Recent Oscars Best Picture decision brings mixed responses

After years of complaints of the Academy Awards not showcasing the best of people of color in film, the Academy is hoping to rectify this by implementing criteria to qualify for the nomination of Best Picture, which has received both criticism and praise.

According to the tweet from The Academy on Sept. 8, a film must meet two of the four new standards to qualify for Best Picture consideration starting in 2024. As stated in the tweet, these standards include A. On-Screen Representation, Themes and Narratives, B. Creative Leadership and Project Team, C. Industry Access and Opportunities and D. Audience Development. On The Academy website, they go more into detail on each of these standards.

In each standard, they require the inclusion of underrepresented groups ranging from women, racial or ethnic groups, LGBTQ+ members and people with disabilities. Standards A, B and D require these groups to have inclusion on-screen or off-screen. Some of these standards only require one person at the least and six at the most. Standard C requires that members from these groups are given apprenticeship, internship and training opportunities.

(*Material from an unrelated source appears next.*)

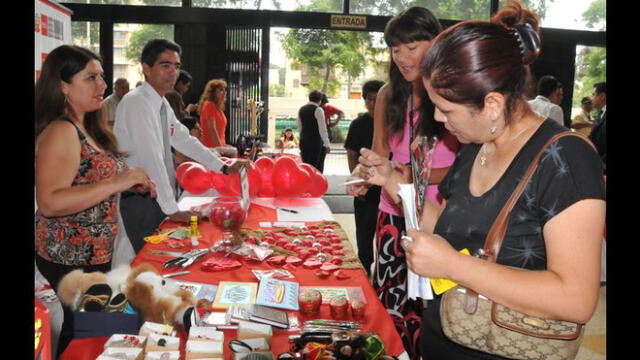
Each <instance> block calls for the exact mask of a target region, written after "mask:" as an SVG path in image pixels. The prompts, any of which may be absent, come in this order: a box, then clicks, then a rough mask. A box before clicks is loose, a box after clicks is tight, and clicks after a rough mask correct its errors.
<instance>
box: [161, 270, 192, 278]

With the announcement of this news, many were dismissive of the new initiative. Most of these criticisms claim that the initiative is more focused on tokenism and forced diversity.

One of the biggest critics of the move was “Cheers” and “Look Who’s Talking” actress Kirstie Alley. In a now-deleted post, Alley said, “This is a disgrace to artists everywhere … You people have lost your minds.” Alley would take to Twitter once again after deleting her original tweet.

On the other side, people are excited for the move and find that is a welcome change or something that the industry is already heading toward.

Either way, these standards will take almost five years to come into effect. The Academy is trying show that they are willing to try and rectify complaints of not acknowledging these underrepresented groups. How this will turn out in practice is to be seen.